# Is this real or fake?



## tecboy

How is the lighting and composition?
C&C Welcome!!!


----------



## Designer

Good, but could be a little better if you can light the right corner more.


----------



## tirediron

Agree - I would also consider elevating the tool above and further from the background.


----------



## astroNikon

you have it right next to the curve of the base to the background. Move it forward further away from the background as John mentions.

Do you only have one flash to the left ?


----------



## Derrel

tirediron said:
			
		

> Agree - I would also consider elevating the tool above and further from the background.

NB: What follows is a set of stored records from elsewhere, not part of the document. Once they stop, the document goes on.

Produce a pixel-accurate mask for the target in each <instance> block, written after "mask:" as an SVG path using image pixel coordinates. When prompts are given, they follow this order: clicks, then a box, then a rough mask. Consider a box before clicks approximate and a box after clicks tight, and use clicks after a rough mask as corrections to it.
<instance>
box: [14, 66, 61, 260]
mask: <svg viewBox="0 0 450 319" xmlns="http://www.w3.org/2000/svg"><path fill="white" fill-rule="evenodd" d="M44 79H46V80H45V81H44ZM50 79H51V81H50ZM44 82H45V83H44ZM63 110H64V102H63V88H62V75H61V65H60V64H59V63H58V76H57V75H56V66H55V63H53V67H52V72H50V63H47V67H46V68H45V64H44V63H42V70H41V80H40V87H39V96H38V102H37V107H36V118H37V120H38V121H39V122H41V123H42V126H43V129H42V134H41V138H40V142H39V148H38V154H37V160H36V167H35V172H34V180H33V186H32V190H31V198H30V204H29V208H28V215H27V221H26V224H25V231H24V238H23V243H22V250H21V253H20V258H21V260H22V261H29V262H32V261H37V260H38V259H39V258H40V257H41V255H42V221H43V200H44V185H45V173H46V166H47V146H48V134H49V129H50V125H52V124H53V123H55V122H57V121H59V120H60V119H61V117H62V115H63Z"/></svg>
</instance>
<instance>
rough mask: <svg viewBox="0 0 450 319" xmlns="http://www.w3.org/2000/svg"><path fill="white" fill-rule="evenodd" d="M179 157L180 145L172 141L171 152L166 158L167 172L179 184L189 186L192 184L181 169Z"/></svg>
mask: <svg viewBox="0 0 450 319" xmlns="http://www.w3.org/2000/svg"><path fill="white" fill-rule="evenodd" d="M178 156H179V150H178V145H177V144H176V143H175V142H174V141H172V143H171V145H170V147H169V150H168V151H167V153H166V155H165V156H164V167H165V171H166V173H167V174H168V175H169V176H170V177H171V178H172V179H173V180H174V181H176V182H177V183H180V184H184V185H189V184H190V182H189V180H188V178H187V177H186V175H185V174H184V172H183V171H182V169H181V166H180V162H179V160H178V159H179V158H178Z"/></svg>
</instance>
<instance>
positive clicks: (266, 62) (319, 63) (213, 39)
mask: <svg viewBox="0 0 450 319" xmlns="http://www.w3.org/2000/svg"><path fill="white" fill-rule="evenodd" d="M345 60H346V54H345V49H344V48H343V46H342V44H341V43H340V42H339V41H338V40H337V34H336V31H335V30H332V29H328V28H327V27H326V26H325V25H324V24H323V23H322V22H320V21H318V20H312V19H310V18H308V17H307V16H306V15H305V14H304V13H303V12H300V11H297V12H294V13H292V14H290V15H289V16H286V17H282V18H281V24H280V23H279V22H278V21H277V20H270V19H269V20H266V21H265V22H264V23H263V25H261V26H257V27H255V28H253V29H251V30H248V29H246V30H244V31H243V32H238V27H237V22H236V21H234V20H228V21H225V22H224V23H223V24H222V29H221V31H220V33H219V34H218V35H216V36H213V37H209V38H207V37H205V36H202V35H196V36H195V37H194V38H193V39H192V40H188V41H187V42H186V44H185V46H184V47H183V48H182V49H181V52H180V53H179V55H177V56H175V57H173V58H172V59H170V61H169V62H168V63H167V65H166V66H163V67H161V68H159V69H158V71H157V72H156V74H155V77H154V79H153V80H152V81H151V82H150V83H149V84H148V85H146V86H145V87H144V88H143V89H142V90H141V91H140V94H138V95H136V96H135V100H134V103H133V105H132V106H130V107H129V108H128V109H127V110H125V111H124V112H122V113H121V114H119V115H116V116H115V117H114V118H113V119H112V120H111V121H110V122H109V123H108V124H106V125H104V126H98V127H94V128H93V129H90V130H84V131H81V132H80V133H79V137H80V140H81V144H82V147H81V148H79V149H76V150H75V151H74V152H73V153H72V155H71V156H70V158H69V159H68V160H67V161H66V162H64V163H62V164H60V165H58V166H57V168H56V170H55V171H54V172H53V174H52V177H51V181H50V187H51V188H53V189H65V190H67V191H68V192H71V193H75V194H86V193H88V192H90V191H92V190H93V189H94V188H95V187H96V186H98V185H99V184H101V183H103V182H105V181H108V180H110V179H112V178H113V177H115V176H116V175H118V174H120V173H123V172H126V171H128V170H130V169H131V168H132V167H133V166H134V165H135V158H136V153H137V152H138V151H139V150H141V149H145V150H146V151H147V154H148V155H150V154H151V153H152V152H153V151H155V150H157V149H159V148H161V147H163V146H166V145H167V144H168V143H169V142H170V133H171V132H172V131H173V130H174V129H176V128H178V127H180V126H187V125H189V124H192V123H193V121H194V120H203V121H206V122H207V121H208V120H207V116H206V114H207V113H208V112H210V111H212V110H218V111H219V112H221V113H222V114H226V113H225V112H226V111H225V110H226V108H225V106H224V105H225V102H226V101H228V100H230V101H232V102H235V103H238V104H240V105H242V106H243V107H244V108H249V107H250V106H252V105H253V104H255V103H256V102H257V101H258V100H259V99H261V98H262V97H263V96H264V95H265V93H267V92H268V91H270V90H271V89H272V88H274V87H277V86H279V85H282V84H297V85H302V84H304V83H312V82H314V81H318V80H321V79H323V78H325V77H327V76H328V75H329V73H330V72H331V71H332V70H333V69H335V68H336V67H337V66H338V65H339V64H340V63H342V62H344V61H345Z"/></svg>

Totally right on! It would look much better if you hot-glued a wire onto the handle, and literally elevated the tool above the background, then clone out the visible part of the wire. The degree of light fall-off on the right side also looks to be too much...too gray on the right hand side for a clean look.


----------



## Gary A.

Slightly hit the yellow lettering with the Dodge Tool for a bit more pop.


----------



## The_Traveler

that loos like a hex end; if that is important I would change the orientation of the tool and camera so that the end of the tool is seen.


----------



## tecboy

How about this?


----------



## unpopular

My guess is fake. The anisotropy on the shaft doesn't look quite right and the grip appears to be normal mapped rather than displaced - though at the far end it appears displaced, so, idk.


----------



## tecboy

This is my "work in progress."  So, what do you think so far?


----------



## Scatterbrained

Too busy.


----------



## tecboy

I like the ground surface.  It gives a sense of environment.


----------



## tecboy

What do you think?  Is the shadow too dark?


----------



## unpopular

Haven't seen much from your CGI stuff. How's it coming?


----------